Healthy Basics: Oils

Healthy Basics: Oils

I've recently had some pals asking about what oils are best for what kind of cooking and when it's best to use them. With all those oils out there, this is totally understandable. Making sure to cook oils at appropriate temperatures and to not let your oils spoil, burn and get rancid is really important to our everyday health and often gets overlooked, but can be one of the biggest culprits in feeling yucky. I found this handout that I received from The Institute For Integrative Nutrition called Healthy Shopping Basics, and thought I would share it with you... FullSizeRender-4Healthy Shopping Basics by IIN Fats and Oils Walk down the aisles of any grocery store and you’ll see packages feeding America’s fear of fats with the NO FAT/LOW FAT claims. Not all oils and fats are created equal. Heavily processed fats and oils used in packaged foods are those fats that our bodies do not know what to do with. Fat from high-quality oils and whole foods are used by our bodies to help keep metabolism steady, nourish our skin, hair and nails and keep enough healthy “grease” in our engine to have the body’s functions work fluidly.

Some of the healthy fats include extra virgin olive oil, coconut oil, unrefined sesame oil, ghee (clarified butter), whole nuts and seeds or nut butter, the fats in whole foods such as avocados and coconuts and the high-quality fats in cold-water fish such as salmon and tuna.

Usage For sautéing and baking at high temperatures, use butter, ghee and coconut oil because they do not break down under extreme heat. When sautéing and stovetop cooking at moderate temperatures, try an organic extra virgin olive oil. A simple way to know when you have heated the oil to the right temperature is to place the oil in your cooking pan, turn your stove on medium and heat it until you just begin to smell the aroma. Quickly add and sauté your ingredients. You do not want the oil to ripple or heat to the point of smoking.

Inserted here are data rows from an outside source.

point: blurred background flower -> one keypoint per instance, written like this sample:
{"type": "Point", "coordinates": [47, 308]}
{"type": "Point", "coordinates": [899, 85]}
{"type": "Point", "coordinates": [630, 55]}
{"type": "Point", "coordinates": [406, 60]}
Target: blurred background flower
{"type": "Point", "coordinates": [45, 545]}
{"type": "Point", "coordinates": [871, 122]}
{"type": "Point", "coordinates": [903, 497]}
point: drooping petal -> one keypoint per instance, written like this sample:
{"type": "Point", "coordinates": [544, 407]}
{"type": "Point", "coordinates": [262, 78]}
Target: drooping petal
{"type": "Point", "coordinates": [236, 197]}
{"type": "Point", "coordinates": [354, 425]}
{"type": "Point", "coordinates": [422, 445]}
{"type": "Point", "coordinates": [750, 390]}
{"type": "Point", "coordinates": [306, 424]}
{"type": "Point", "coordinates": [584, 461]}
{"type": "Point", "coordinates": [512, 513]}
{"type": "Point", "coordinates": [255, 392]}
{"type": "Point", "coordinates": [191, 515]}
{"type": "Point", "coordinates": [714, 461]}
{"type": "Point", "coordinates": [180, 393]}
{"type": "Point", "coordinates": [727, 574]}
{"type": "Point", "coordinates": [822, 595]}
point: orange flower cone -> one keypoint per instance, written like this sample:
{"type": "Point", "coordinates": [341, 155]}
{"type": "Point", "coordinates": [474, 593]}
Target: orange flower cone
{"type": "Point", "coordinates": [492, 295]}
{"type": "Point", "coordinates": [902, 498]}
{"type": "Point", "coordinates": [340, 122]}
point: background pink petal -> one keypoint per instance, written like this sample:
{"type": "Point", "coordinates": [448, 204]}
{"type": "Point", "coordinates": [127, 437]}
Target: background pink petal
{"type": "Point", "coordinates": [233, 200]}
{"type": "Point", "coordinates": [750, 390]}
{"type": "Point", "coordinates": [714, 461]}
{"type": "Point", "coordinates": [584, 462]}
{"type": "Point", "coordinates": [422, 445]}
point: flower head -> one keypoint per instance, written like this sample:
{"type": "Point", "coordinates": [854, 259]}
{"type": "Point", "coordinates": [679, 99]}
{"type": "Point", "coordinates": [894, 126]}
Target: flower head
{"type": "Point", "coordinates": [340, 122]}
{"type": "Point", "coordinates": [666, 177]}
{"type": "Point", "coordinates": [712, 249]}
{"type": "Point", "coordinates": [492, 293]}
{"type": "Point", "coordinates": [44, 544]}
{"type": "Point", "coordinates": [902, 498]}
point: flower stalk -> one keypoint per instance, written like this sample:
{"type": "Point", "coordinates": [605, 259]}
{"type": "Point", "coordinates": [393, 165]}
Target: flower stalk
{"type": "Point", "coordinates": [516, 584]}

Nut and seed oils, such as toasted sesame oil, flax oil, walnut oil, pumpkin seed oil and almond oil are best used unheated. Drizzle them on salads, veggies or grains just before serving. Never heat flax seed oil or toasted sesame oil.

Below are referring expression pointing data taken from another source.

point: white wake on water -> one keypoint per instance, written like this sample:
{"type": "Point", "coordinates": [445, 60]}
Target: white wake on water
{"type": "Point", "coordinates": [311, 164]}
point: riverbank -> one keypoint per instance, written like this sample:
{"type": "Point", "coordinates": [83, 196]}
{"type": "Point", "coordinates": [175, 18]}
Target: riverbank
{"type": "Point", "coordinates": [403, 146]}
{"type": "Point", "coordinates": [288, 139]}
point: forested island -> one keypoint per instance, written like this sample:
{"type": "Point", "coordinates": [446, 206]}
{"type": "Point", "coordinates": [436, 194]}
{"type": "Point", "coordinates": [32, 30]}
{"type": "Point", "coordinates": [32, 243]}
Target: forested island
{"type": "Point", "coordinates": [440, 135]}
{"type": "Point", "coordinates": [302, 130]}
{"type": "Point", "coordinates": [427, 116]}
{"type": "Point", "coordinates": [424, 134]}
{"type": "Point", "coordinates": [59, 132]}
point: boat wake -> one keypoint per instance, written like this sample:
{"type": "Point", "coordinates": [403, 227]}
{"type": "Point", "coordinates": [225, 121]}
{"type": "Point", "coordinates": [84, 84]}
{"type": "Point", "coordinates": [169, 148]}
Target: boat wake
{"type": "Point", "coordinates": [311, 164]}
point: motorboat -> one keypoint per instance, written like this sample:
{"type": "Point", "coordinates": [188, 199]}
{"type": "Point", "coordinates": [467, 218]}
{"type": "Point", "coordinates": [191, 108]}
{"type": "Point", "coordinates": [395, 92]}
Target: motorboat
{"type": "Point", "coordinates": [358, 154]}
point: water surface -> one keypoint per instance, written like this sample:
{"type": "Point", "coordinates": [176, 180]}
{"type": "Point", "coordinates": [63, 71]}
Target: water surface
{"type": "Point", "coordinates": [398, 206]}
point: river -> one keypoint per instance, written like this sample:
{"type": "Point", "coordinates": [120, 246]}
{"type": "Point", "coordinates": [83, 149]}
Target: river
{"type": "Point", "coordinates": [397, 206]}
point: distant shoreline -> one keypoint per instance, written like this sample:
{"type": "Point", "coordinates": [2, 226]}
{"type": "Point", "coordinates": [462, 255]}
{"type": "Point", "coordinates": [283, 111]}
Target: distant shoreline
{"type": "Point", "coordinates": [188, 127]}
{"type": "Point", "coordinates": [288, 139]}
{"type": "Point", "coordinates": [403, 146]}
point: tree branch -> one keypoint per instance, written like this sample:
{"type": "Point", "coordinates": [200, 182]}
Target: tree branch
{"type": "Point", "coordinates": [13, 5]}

Selection When selecting oil, buy the highest quality organic products you can afford, since they are the backbone of many dishes. Look for oils stored in dark bottles because oxygen, heat and light promote vitamin loss and rancidity. Good words to look for on the label are organic, first-pressed, cold-pressed (no heat used to extract the oil) and unrefined. Some oils list a date of manufacture and “best used by” date. Words to avoid are expeller-pressed (a process for extraction that is mechanical and involves heat), refined and solvent extracted/cold-processed (petroleum solvents are used to separate the oil from the food). If it doesn’t say “unrefined” on the label, it is most likely refined.

Benefits Our bodies need fat to insulate us and keep us warm and to protect and hold our organs in place. Consuming fats helps us to feel grounded and gives us a sense of soothing comfort. When there is a healthy percentage of high-quality fat in a meal, it creates a lasting feeling of energy, fulfillment and warmth. Signs of not enough high-quality fats in the diet are brittle hair and nails, dry skin, always feeling hungry after a meal and feeling cold. When there is an excess amount of fats and oils in the diet, especially of the heavily processed and refined kind, a person can experience weight gain, skin breakouts, high blood pressure, liver strain and an overall feeling of mental, physical and emotional heaviness.

Storage Keep oils in a cool, dark place—not out on the counter, next to your stove or above your refrigerator, where it tends to be warmer. In most cases, oils are best kept in the refrigerator (especially those that are not to be heated when consumed). Check the label for the ideal storage temperature.

Tips

  • Try a wet sauté. Start with a couple of tablespoons of water in the bottom of your pan, with the flavoring agents of your choice, such as garlic, ginger, chili flakes or spices. Bring to the point where the water starts to create steam, then add veggies of your choice, such as broccoli, carrots, dark leafy greens or thinly sliced beets, along with a bit of oil. Cover and allow the water to steam and the oil to create flavor. The water aids in preventing the oil from burning. Your stir-fry comes out with a wonderful balance of lightness and deep flavor!